Additional information you deem important (e.g. issue happens only occasionally):

Currently can be resolved by setting net.ipv4.tcp_keepalive_time to less than 900 seconds, to make sure the TCP connection doesn't expire but I'm not sure if it's a valid way to deal with this; At the very least this behavior should be documented.

Output of docker version:

Client:
 Version:      1.13.1
 API version:  1.26
 Go version:   go1.7.5
 Git commit:   092cba3
 Built:        Wed Feb  8 06:38:28 2017
 OS/Arch:      linux/amd64

Server:
 Version:      1.13.1
 API version:  1.26 (minimum version 1.12)
 Go version:   go1.7.5
 Git commit:   092cba3
 Built:        Wed Feb  8 06:38:28 2017
 OS/Arch:      linux/amd64
 Experimental: false

Output of docker info:

Containers: 2
 Running: 2
 Paused: 0
 Stopped: 0
Images: 2
Server Version: 1.13.1
Storage Driver: overlay
 Backing Filesystem: xfs
 Supports d_type: true
Logging Driver: fluentd
Cgroup Driver: cgroupfs
Plugins: 
 Volume: local
 Network: bridge host macvlan null overlay
Swarm: active
 NodeID: l3e2evjei4cvcdgjqavtrztgo
 Is Manager: false
 Node Address: 172.24.0.100
 Manager Addresses:
  172.24.0.200:2377
  172.24.0.50:2377
Runtimes: runc
Default Runtime: runc
Init Binary: docker-init
containerd version: aa8187dbd3b7ad67d8e5e3a15115d3eef43a7ed1
runc version: 9df8b306d01f59d3a8029be411de015b7304dd8f
init version: 949e6fa
Security Options:
 seccomp
  Profile: default
Kernel Version: 3.10.0-514.2.2.el7.x86_64
Operating System: CentOS Linux 7 (Core)
OSType: linux
Architecture: x86_64
CPUs: 2
Total Memory: 1.796 GiB
Name: worker-1
ID: DR4G:LZEQ:YSQ7:CYTR:FAXW:ZNVJ:E4AZ:BX5L:QYYG:ZDY5:SO7U:TFZW
Docker Root Dir: /var/lib/docker
Debug Mode (client): false
Debug Mode (server): false
Registry: https://index.docker.io/v1/
WARNING: bridge-nf-call-ip6tables is disabled
Labels:
 dawn.node.type=worker
 dawn.node.subtype=app
Experimental: false
Insecure Registries:
 172.24.0.50:5000
 127.0.0.0/8
Live Restore Enabled: false

Additional environment details (AWS, VirtualBox, physical, etc.):

My current test setup is 5 vagrant boxes (2 managers + 3 workers), but it should happen in any environment.

@sanimej
Copy link

sanimej commented Feb 21, 2017

@christopherchines With IPVS or any other man in the middle NAT/Firewall the TCP keep-alive timer has to be tuned when you have "silent" long lived sessions. I will add a note about this in the documentation.

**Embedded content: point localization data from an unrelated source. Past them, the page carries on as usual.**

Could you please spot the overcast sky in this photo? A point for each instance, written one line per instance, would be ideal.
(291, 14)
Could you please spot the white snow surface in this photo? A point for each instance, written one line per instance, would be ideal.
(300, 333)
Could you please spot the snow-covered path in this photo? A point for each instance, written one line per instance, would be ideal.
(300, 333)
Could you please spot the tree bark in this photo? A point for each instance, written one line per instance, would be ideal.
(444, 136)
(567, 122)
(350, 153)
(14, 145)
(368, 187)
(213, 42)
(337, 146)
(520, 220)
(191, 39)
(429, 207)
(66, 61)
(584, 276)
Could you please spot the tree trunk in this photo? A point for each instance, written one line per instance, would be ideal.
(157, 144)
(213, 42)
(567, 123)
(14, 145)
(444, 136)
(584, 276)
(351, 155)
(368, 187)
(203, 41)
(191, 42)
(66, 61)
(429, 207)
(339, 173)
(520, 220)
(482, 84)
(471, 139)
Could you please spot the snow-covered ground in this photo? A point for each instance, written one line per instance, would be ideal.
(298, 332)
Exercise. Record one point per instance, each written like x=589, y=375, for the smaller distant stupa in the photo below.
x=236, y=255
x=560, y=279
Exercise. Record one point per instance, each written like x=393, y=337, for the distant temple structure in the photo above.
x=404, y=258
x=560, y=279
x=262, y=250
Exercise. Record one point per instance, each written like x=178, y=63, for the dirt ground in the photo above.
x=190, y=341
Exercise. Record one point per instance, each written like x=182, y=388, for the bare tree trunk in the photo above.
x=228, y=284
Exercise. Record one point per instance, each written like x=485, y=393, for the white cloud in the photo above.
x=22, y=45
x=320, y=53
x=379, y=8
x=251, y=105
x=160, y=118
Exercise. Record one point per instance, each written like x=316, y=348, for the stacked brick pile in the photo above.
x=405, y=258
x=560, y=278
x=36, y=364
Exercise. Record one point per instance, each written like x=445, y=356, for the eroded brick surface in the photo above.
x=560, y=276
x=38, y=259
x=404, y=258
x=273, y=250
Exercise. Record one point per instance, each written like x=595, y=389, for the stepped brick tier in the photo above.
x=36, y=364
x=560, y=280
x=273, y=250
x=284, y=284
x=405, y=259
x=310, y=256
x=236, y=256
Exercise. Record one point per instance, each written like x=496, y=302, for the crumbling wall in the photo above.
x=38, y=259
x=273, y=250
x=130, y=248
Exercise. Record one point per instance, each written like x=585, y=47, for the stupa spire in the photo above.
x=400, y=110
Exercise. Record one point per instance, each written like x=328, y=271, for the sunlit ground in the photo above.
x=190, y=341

The connection would have got terminated if the TCP packet was delivered to a different backend and resulted in a RST from that backend. But I guess whats happening here is after the initial session expires, when IPVS gets a TCP packet that is not SYN its dropping it and not sending it to backend. This makes sense because its a new TCP session for IPVS and doesn't have SYN bit set.

@GabKlein
Copy link

@christopherobin How did you manage to work around this issue? I'm having the problem between my app that create a pool and my db. After 15 minute being idle the app is not able to reconnect.
I tried adding a sysctl file echo "net.ipv4.tcp_keepalive_time = 60" > /etc/sysctl.d/60-keepalive.conf without success. My my app is still hanging after 15 minutes being idle :/

@christopherobin
Copy link
Author

@GabKlein My current setup uses the following:

net.ipv4.tcp_keepalive_time = 600
net.ipv4.tcp_keepalive_intvl = 30
net.ipv4.tcp_keepalive_probes = 10

I took the values from https://access.redhat.com/solutions/23874 and tweaked them slightly for our setup. Didn't run in the issue since then.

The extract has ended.